I have no idea really. A lot of the code I write for Sage is Cython and it hasn't bothered me.

On the other hand, I on purpose did not Cythonize IntegerListsLexIter (it's in a Cython source file, but doesn't use any Cython features). So if it makes your life easier, just move that one class to a Python file.

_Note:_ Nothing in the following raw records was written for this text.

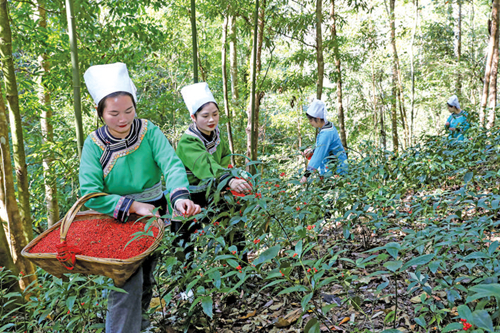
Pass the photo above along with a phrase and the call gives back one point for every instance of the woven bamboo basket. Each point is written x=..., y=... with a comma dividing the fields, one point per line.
x=119, y=270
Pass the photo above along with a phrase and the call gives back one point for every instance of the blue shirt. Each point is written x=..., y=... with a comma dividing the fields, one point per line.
x=459, y=123
x=328, y=148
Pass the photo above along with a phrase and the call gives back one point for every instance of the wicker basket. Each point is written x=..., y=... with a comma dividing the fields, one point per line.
x=117, y=269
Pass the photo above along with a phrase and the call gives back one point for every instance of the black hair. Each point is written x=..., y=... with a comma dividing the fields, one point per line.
x=102, y=102
x=201, y=107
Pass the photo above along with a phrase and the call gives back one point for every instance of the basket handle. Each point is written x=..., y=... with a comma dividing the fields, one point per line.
x=70, y=215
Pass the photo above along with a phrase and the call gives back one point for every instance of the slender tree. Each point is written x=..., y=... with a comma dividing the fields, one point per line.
x=492, y=94
x=9, y=210
x=255, y=96
x=233, y=59
x=412, y=70
x=194, y=40
x=46, y=127
x=21, y=169
x=394, y=98
x=458, y=86
x=77, y=103
x=224, y=86
x=319, y=49
x=338, y=68
x=493, y=41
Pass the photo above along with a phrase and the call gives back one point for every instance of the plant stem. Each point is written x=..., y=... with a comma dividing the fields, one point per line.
x=395, y=277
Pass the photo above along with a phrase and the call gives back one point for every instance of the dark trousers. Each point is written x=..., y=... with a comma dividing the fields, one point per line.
x=125, y=310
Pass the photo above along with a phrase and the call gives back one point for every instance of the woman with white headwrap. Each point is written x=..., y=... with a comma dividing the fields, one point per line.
x=457, y=123
x=328, y=145
x=126, y=158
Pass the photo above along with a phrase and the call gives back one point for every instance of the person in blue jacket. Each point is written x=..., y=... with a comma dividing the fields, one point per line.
x=457, y=123
x=328, y=147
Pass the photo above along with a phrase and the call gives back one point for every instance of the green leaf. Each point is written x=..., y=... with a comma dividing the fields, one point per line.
x=482, y=319
x=267, y=255
x=434, y=266
x=421, y=321
x=464, y=312
x=312, y=326
x=419, y=261
x=328, y=307
x=70, y=301
x=393, y=249
x=273, y=283
x=207, y=303
x=476, y=255
x=485, y=290
x=215, y=276
x=468, y=176
x=298, y=248
x=453, y=327
x=292, y=289
x=394, y=265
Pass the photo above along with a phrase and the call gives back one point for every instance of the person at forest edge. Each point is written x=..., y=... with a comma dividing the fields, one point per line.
x=328, y=144
x=126, y=159
x=206, y=155
x=457, y=123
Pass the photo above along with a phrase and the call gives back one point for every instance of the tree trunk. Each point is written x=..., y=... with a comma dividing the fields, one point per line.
x=492, y=99
x=253, y=114
x=319, y=48
x=233, y=61
x=9, y=211
x=194, y=41
x=224, y=85
x=394, y=115
x=76, y=75
x=47, y=130
x=21, y=169
x=340, y=108
x=489, y=59
x=458, y=86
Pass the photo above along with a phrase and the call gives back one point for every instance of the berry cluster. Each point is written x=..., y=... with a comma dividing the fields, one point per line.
x=466, y=324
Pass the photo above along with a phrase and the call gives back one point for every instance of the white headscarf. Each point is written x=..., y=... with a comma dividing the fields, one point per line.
x=195, y=95
x=102, y=80
x=317, y=109
x=453, y=101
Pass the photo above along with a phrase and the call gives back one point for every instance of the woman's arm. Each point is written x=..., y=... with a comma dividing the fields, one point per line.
x=92, y=180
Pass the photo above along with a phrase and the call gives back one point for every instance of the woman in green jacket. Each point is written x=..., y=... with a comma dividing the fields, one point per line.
x=205, y=155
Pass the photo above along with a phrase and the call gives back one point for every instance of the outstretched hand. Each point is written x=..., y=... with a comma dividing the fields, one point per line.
x=143, y=209
x=240, y=185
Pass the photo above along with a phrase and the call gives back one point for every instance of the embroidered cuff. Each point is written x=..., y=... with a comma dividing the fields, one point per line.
x=224, y=177
x=179, y=193
x=122, y=208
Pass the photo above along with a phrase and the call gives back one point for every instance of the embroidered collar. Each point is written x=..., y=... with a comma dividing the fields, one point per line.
x=114, y=148
x=210, y=145
x=460, y=114
x=328, y=125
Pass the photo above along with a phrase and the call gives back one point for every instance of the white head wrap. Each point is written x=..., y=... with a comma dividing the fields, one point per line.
x=102, y=80
x=453, y=101
x=195, y=95
x=317, y=109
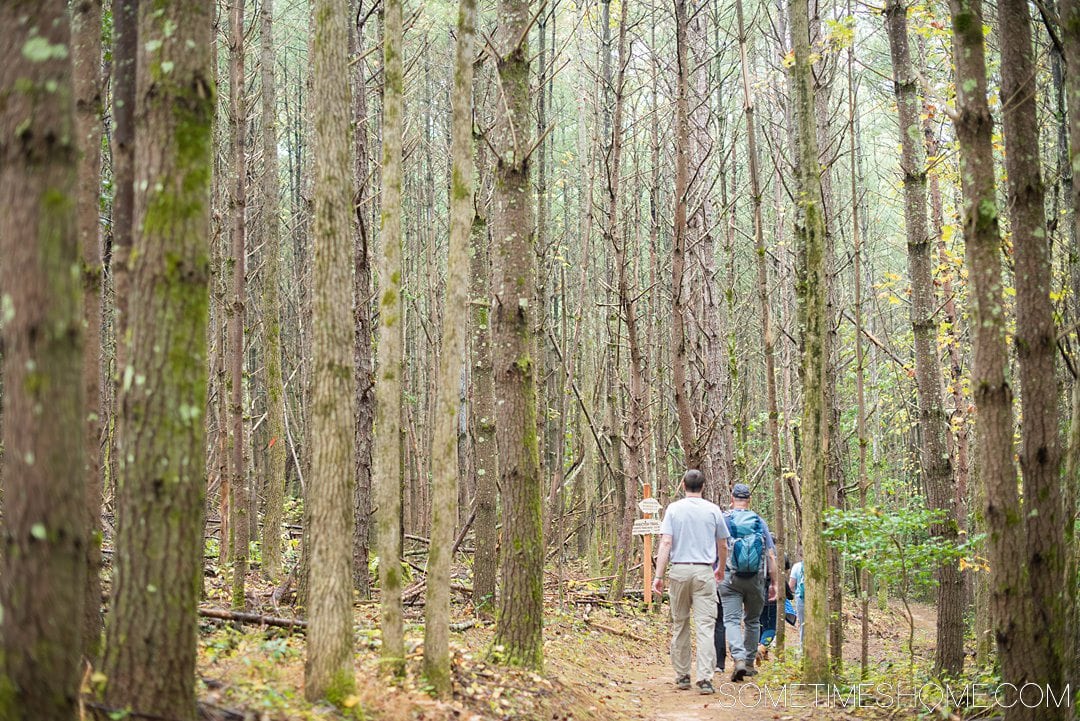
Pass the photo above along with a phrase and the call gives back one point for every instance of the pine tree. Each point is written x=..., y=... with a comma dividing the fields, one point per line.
x=328, y=671
x=935, y=463
x=86, y=82
x=43, y=572
x=271, y=311
x=150, y=642
x=520, y=626
x=812, y=289
x=388, y=386
x=444, y=461
x=994, y=396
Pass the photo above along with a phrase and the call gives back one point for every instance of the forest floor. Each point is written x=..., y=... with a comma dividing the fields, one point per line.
x=603, y=663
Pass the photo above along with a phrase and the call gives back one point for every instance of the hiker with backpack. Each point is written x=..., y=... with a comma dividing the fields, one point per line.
x=752, y=558
x=693, y=536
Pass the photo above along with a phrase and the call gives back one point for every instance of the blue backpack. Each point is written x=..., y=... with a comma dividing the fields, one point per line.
x=747, y=551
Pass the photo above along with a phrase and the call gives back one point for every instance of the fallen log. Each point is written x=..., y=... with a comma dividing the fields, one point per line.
x=616, y=631
x=256, y=619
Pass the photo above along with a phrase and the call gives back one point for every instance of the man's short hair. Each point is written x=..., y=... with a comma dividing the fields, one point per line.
x=693, y=480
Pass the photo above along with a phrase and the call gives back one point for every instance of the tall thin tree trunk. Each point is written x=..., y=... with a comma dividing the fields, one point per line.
x=767, y=329
x=864, y=576
x=688, y=433
x=43, y=586
x=362, y=309
x=444, y=456
x=1037, y=352
x=935, y=465
x=151, y=635
x=328, y=671
x=271, y=313
x=485, y=454
x=520, y=626
x=238, y=207
x=1070, y=28
x=389, y=372
x=86, y=84
x=635, y=433
x=812, y=287
x=993, y=393
x=124, y=51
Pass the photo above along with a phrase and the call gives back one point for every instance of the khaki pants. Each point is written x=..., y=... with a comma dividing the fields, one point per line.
x=692, y=587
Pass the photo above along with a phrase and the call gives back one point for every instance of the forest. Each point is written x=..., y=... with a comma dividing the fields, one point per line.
x=353, y=351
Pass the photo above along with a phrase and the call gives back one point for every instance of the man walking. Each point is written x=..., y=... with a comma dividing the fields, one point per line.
x=752, y=559
x=693, y=536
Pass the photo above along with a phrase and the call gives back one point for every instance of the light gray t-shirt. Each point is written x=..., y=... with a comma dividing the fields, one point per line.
x=694, y=525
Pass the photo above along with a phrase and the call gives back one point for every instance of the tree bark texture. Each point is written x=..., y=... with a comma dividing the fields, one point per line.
x=935, y=466
x=767, y=329
x=86, y=82
x=688, y=434
x=362, y=309
x=1036, y=344
x=812, y=288
x=993, y=393
x=635, y=426
x=45, y=538
x=444, y=452
x=238, y=209
x=271, y=300
x=389, y=373
x=520, y=625
x=328, y=671
x=485, y=453
x=1070, y=36
x=150, y=644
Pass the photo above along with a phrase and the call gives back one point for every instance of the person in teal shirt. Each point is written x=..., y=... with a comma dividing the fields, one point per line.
x=797, y=584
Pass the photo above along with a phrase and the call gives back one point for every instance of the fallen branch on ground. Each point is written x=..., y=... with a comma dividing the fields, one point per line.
x=616, y=631
x=259, y=620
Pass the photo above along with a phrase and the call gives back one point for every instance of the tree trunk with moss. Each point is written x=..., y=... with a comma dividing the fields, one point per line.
x=935, y=465
x=763, y=299
x=271, y=311
x=43, y=575
x=1070, y=37
x=388, y=386
x=635, y=434
x=1044, y=560
x=150, y=644
x=86, y=81
x=994, y=396
x=238, y=207
x=812, y=288
x=328, y=672
x=518, y=635
x=485, y=454
x=688, y=434
x=363, y=355
x=122, y=147
x=444, y=452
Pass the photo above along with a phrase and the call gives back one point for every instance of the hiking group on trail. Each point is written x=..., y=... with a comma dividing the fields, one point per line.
x=720, y=566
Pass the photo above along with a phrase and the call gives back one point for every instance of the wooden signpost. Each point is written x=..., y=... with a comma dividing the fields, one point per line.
x=647, y=527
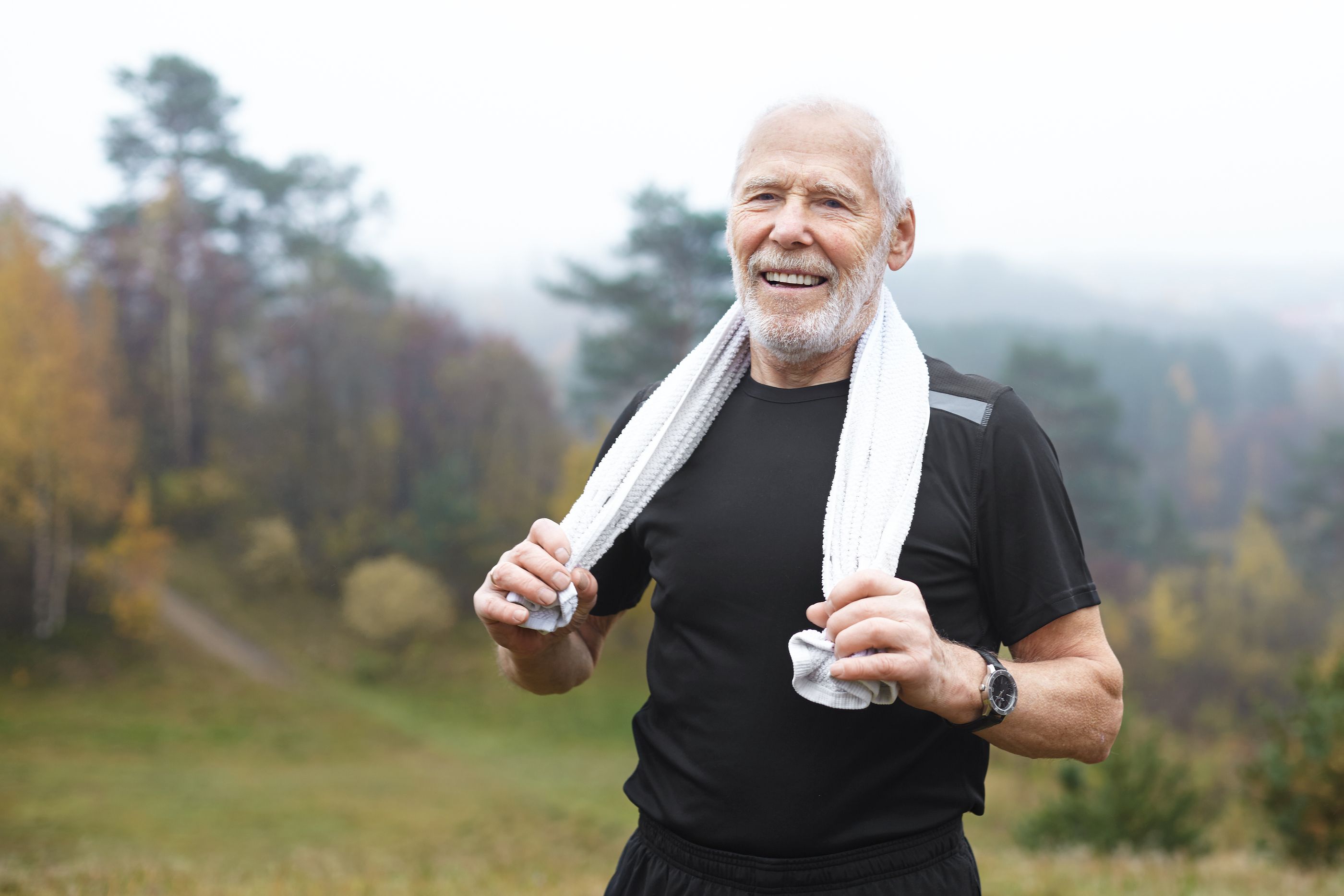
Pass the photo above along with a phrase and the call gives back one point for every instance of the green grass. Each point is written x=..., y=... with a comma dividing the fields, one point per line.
x=156, y=772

jdemeyer commented 9 years ago
comment:34

Replying to @anneschilling:

you seem to have cythonized the code already

Depends what you mean. I moved the files to a Cython source file and I created extension types instead of Python classes. But I didn't optimize the loops for example.

jdemeyer commented 9 years ago
comment:35

There is a small but significant speed-up (again: this is without really trying to speed up the code).


Before:

sage: timeit('list(IntegerListsLex(14, min_part=1))')
5 loops, best of 3: 1.18 s per loop

After:

sage: timeit('list(IntegerListsLex(14, min_part=1))')
5 loops, best of 3: 986 ms per loop

Before:

sage: timeit('list(IntegerListsLex(28, length=8, floor=lambda i:i, check=False))')
5 loops, best of 3: 1.11 s per loop

After:

sage: timeit('list(IntegerListsLex(28, length=8, floor=lambda i:i, check=False))')
5 loops, best of 3: 852 ms per loop
anneschilling commented 9 years ago
comment:36

Nice that there is a slight speedup without even trying hard!

FYI, I rebased this branch on top of sage-6.7.beta0 and everything looks clean.

I noticed that in nn.y in sage.combinat.integer_lists it currently says

    .. WARNING:: this function is likely to disappear in :trac:`17927`.

Briefly looking at 17927 this seems no longer the case.

7ed8c4ca-6d56-4ae9-953a-41e42b4ed313 commented 9 years ago

Changed commit from 2be6ad0 to 2188082

7ed8c4ca-6d56-4ae9-953a-41e42b4ed313 commented 9 years ago

Branch pushed to git repo; I updated commit sha1. New commits:

2188082Remove references to #17927
anneschilling commented 9 years ago
comment:38

In principle this branch looks good to me; I guess it needs to be rebased to the latest development version, however.

Just to check: are you planning to reuse the Envelope class also for #17920? The planned changes there involving backward smoothing etc will be ok, right?

jdemeyer commented 9 years ago
comment:39

Replying to @anneschilling:

Just to check: are you planning to reuse the Envelope class also for #17920? The planned changes there involving backward smoothing etc will be ok, right?

Sure. The only risk is that errors in Envelope will make both implementations wrong.